The role of flying squads was critical in shaping the character and direction of the strike movement. In many union locals, there exists a tension between the reformist and more radical elements. Flying squads allowed the radical elements to unite and draw out the reformist elements with them, by changing the dynamic from “should we walk out?” to “should we respect an existing picket line preventing us from going to work?”. While a “yes” to the former question was often indefensible in the face of strong reformist control of a local, a “yes” to the latter was resisted by only the most conservative elements.

*The Need For Theoretical and Organizational Development:*

The main lesson that can be drawn from the failure of the General Strike movement in BC is the need for a coherent revolutionary organization with a solid theoretical and practical base. It is the theoretical wealth of an organization, especially a revolutionary organization, that determines its ability to influence militants and provide a common vision and direction that can be followed by a broad number of people. It is the practical base of an organization, and the connection of its membership to the struggles they are attempting to influence, that form the ability of the aforementioned theoretical analysis to permeate and gain popularity among existing militants (while in its propagation awakening new ones).

If the revolutionary anarchist-communist movement is to learn anything from the failure of the General Strike movement in BC, it should be the need for solid theoretical analysis that lays out the path before those involved in agitation, and provides a common basis for militants from all ideological tendencies to unite under.

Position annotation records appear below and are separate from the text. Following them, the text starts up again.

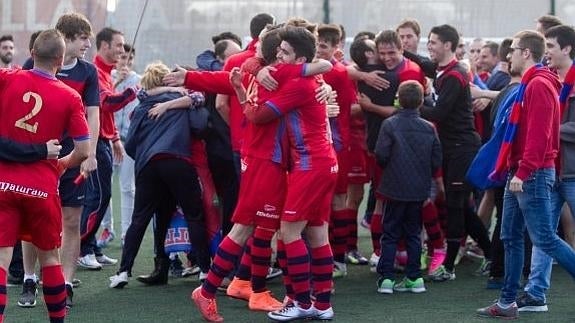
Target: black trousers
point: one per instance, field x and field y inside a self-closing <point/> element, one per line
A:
<point x="160" y="185"/>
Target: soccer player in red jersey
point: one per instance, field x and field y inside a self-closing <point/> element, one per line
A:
<point x="312" y="164"/>
<point x="35" y="108"/>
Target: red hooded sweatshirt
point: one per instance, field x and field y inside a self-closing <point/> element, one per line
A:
<point x="537" y="141"/>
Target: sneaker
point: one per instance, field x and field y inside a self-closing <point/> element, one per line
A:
<point x="442" y="274"/>
<point x="385" y="286"/>
<point x="119" y="280"/>
<point x="484" y="268"/>
<point x="339" y="269"/>
<point x="497" y="311"/>
<point x="373" y="261"/>
<point x="207" y="307"/>
<point x="176" y="268"/>
<point x="69" y="296"/>
<point x="292" y="312"/>
<point x="106" y="261"/>
<point x="354" y="257"/>
<point x="436" y="260"/>
<point x="526" y="303"/>
<point x="264" y="301"/>
<point x="29" y="293"/>
<point x="273" y="272"/>
<point x="494" y="283"/>
<point x="408" y="285"/>
<point x="89" y="262"/>
<point x="190" y="271"/>
<point x="240" y="289"/>
<point x="105" y="238"/>
<point x="323" y="315"/>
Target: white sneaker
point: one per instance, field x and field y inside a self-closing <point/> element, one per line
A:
<point x="89" y="262"/>
<point x="292" y="312"/>
<point x="106" y="261"/>
<point x="119" y="280"/>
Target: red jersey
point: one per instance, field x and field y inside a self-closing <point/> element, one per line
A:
<point x="36" y="107"/>
<point x="339" y="80"/>
<point x="110" y="102"/>
<point x="306" y="122"/>
<point x="236" y="116"/>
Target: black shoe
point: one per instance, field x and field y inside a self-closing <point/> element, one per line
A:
<point x="69" y="296"/>
<point x="29" y="293"/>
<point x="526" y="303"/>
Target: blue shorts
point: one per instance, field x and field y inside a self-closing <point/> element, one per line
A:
<point x="71" y="195"/>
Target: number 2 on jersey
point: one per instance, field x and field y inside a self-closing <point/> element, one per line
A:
<point x="22" y="122"/>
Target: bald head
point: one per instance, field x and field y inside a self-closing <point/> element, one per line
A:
<point x="48" y="50"/>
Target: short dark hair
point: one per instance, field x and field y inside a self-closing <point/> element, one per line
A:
<point x="259" y="22"/>
<point x="6" y="37"/>
<point x="493" y="47"/>
<point x="548" y="21"/>
<point x="505" y="49"/>
<point x="357" y="51"/>
<point x="302" y="41"/>
<point x="565" y="36"/>
<point x="534" y="41"/>
<point x="33" y="39"/>
<point x="389" y="37"/>
<point x="72" y="24"/>
<point x="106" y="35"/>
<point x="330" y="33"/>
<point x="410" y="23"/>
<point x="364" y="34"/>
<point x="49" y="45"/>
<point x="227" y="35"/>
<point x="410" y="94"/>
<point x="447" y="33"/>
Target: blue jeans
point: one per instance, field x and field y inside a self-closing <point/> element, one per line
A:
<point x="98" y="194"/>
<point x="532" y="209"/>
<point x="541" y="263"/>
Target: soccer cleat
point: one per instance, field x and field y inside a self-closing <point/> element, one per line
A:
<point x="119" y="280"/>
<point x="385" y="286"/>
<point x="29" y="293"/>
<point x="207" y="306"/>
<point x="106" y="261"/>
<point x="240" y="289"/>
<point x="356" y="258"/>
<point x="190" y="271"/>
<point x="264" y="301"/>
<point x="273" y="272"/>
<point x="408" y="285"/>
<point x="69" y="296"/>
<point x="89" y="262"/>
<point x="442" y="274"/>
<point x="526" y="303"/>
<point x="484" y="268"/>
<point x="373" y="261"/>
<point x="496" y="311"/>
<point x="105" y="238"/>
<point x="292" y="312"/>
<point x="339" y="269"/>
<point x="323" y="315"/>
<point x="436" y="260"/>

Agitation in a given area of struggle – be it based in the community, industrial, or service sectors – by itself does not produce the required level of communication and organization to build a movement that can truly make itself independent from the reformist structures it arises within. The level of organization needs to come from militants grouped together around a common analysis of the situation, who work out their respective ideological positions on the basis of the analysis being put forward.

Concretely, in any future general strike situation in BC or Quebec, the immediate task of a revolutionary organization can be characterized in three main areas. The first is to carry out broad and systematic propaganda campaigns on behalf of the labor agitation, which FNAC did during the BC movement and NEFAC has apparently done during the Quebec labor disputes. The second is to form a theoretical analysis of the situation, to provide a vision of where the movement should go based on that analysis, and to propagate both the vision and analysis broadly throughout the movement. The third area of intervention is to develop and raise existing organs of struggle to an appropriate level where they do exist, and to build and maintain them where they do not. Integral to this process is identifying a community organization which can be developed to serve as a conduit for communication between existing labor unions, and facilitating meeting between the leadership from various community groups and labor unions that emerges, organically, over the course of struggle.

During the general strike movement in BC, no revolutionary organization was able to characterize the events taking place and make demands based on them, save for ancillary propaganda produced by FNAC in the course of struggle, and distributed through May Day speeches, posters, and leaflets. In the absence of a revolutionary organization carrying out intervention in all three of main areas listed previously, striking workers and those supporting them had little alternative but to fall back on the political and labor organizations that were already familiar to them. Due to the failure of revolutionaries to provide accountable leadership based on articulating a shared vision and demands, the workers in struggle were forced to turn to an unaccountable leadership, which based its power on existing institutions and structures. It is essential for anarchist-communists to put forward accountable and revolutionary leadership based on a common analysis and direction put forward by militants and endorsed by those involved in the struggle.